TITLE=cDNA sequencing increases the molecular diagnostic yield in Chediak-Higashi syndrome
JOURNAL=Frontiers in Genetics
VOLUME=14
YEAR=2023
URL=https://www.frontiersin.org/journals/genetics/articles/10.3389/fgene.2023.1072784
DOI=10.3389/fgene.2023.1072784
ISSN=1664-8021
ABSTRACT=Introduction: Chediak-Higashi syndrome (CHS) is rare autosomal recessive disorder caused by bi-allelic variants in the Lysosomal Trafficking Regulator (LYST) gene. Diagnosis is established by the detection of pathogenic variants in LYST in combination with clinical evidence of disease. Conventional molecular genetic testing of LYST by genomic DNA (gDNA) Sanger sequencing detects the majority of pathogenic variants, but some remain undetected for several individuals clinically diagnosed with CHS. In this study, cDNA Sanger sequencing was pursued as a complementary method to identify variant alleles that are undetected by gDNA Sanger sequencing and to increase molecular diagnostic yield.

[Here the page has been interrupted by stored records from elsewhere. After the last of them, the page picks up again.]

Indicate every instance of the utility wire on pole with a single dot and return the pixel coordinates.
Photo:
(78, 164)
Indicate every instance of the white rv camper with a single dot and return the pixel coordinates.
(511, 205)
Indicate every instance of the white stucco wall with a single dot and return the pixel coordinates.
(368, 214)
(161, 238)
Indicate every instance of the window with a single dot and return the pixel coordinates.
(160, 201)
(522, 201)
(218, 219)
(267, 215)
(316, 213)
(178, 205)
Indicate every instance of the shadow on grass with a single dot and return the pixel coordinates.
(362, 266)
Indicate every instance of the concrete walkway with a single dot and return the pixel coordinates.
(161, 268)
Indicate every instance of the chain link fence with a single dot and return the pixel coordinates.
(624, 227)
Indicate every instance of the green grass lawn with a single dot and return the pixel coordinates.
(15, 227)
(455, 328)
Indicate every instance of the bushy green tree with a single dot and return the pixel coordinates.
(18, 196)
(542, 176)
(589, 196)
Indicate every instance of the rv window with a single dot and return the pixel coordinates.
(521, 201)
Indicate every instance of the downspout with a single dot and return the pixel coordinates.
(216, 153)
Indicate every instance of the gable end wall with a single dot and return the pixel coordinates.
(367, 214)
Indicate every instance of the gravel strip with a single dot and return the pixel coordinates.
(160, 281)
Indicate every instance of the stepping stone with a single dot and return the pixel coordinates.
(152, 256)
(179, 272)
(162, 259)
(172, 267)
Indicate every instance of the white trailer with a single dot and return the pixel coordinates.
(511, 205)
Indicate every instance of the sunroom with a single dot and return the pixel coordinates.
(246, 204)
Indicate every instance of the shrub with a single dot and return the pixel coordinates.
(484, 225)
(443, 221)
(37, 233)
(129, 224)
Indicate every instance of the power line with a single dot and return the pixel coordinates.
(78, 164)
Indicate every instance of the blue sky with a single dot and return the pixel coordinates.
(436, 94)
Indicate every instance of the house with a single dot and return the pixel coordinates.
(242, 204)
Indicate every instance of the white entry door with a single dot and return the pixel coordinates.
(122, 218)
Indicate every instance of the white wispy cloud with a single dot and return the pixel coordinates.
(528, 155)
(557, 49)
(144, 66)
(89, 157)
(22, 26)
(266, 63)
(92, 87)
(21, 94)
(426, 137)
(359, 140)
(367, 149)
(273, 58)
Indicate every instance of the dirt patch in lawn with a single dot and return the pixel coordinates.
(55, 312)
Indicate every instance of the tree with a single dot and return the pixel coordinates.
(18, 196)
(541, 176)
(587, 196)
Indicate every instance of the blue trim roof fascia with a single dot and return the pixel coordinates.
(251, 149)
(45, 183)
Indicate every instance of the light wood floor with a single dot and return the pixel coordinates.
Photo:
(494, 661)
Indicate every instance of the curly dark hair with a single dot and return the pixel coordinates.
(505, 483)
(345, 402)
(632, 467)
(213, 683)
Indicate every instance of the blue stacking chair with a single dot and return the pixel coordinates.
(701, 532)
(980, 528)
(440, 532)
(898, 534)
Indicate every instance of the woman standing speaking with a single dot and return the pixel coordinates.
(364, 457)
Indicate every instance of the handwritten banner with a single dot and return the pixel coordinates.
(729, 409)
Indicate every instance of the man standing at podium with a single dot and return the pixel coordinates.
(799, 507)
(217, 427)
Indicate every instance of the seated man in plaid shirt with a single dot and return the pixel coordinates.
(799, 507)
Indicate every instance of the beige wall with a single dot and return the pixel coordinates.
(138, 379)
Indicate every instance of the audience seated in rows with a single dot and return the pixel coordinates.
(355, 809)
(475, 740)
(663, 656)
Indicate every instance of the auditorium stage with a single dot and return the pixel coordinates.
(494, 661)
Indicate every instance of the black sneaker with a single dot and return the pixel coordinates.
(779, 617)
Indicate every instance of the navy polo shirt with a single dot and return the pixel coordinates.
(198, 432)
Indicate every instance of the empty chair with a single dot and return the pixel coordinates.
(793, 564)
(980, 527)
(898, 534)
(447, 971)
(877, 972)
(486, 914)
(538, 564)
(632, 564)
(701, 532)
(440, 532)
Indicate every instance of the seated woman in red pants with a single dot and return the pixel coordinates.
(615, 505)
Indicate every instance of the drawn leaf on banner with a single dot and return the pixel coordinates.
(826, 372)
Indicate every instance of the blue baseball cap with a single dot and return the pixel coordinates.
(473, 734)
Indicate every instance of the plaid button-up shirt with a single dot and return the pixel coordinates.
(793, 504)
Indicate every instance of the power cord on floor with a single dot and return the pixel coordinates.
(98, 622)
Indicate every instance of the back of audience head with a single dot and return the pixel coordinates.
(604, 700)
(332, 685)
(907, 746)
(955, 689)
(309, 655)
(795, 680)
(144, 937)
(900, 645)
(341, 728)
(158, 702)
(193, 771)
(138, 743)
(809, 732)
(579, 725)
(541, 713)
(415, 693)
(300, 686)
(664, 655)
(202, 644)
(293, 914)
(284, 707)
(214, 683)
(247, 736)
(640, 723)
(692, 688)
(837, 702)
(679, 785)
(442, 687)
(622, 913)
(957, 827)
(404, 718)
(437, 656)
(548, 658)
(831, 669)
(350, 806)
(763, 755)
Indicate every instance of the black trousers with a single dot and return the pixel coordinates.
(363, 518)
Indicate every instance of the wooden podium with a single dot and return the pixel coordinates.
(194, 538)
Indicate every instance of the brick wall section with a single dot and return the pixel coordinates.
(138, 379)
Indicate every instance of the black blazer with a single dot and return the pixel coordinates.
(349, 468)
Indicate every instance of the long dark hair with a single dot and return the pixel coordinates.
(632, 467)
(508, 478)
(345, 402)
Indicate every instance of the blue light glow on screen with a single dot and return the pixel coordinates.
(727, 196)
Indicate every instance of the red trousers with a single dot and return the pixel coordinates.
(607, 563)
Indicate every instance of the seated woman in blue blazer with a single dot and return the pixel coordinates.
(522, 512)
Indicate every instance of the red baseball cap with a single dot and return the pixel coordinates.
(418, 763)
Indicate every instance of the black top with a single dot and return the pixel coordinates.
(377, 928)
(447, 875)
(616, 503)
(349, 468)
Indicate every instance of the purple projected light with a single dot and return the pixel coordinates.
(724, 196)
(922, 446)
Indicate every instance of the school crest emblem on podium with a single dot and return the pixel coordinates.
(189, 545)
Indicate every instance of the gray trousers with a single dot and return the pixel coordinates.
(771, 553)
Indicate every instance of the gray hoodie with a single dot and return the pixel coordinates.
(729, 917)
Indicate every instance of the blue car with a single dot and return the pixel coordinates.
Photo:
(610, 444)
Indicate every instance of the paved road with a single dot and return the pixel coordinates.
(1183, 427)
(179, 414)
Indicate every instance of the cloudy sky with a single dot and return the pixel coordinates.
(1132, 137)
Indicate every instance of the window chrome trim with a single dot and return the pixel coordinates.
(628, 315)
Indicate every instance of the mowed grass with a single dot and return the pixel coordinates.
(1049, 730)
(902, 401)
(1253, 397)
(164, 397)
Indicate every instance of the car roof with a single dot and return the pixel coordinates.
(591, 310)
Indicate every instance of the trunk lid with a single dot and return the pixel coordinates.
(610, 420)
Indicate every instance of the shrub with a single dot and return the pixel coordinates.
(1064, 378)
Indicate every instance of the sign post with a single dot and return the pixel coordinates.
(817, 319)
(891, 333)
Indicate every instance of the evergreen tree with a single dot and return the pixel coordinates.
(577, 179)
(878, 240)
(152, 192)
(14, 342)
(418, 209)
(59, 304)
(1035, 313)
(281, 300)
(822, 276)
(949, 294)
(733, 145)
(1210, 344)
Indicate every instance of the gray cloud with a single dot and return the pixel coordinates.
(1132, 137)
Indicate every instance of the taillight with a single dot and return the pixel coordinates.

Methods: Six unrelated individuals with CHS were clinically evaluated and included in this study. gDNA Sanger sequencing and cDNA Sanger sequencing were performed to identify pathogenic LYST variants.
Results: Ten novel LYST alleles were identified, including eight nonsense or frameshift variants and two in-frame deletions. Six of these were identified by conventional gDNA Sanger sequencing; cDNA Sanger sequencing was required to identify the remaining variant alleles.
Conclusion: By utilizing cDNA sequencing as a complementary technique to identify LYST variants, a complete molecular diagnosis was obtained for all six CHS patients. In this small CHS cohort, the molecular diagnostic yield was increased, and canonical splice site variants identified from gDNA Sanger sequencing were validated by cDNA sequencing. The identification of novel LYST alleles will aid in diagnosing patients and these molecular diagnoses will also lead to genetic counseling, access to services and treatments and clinical trials in the future.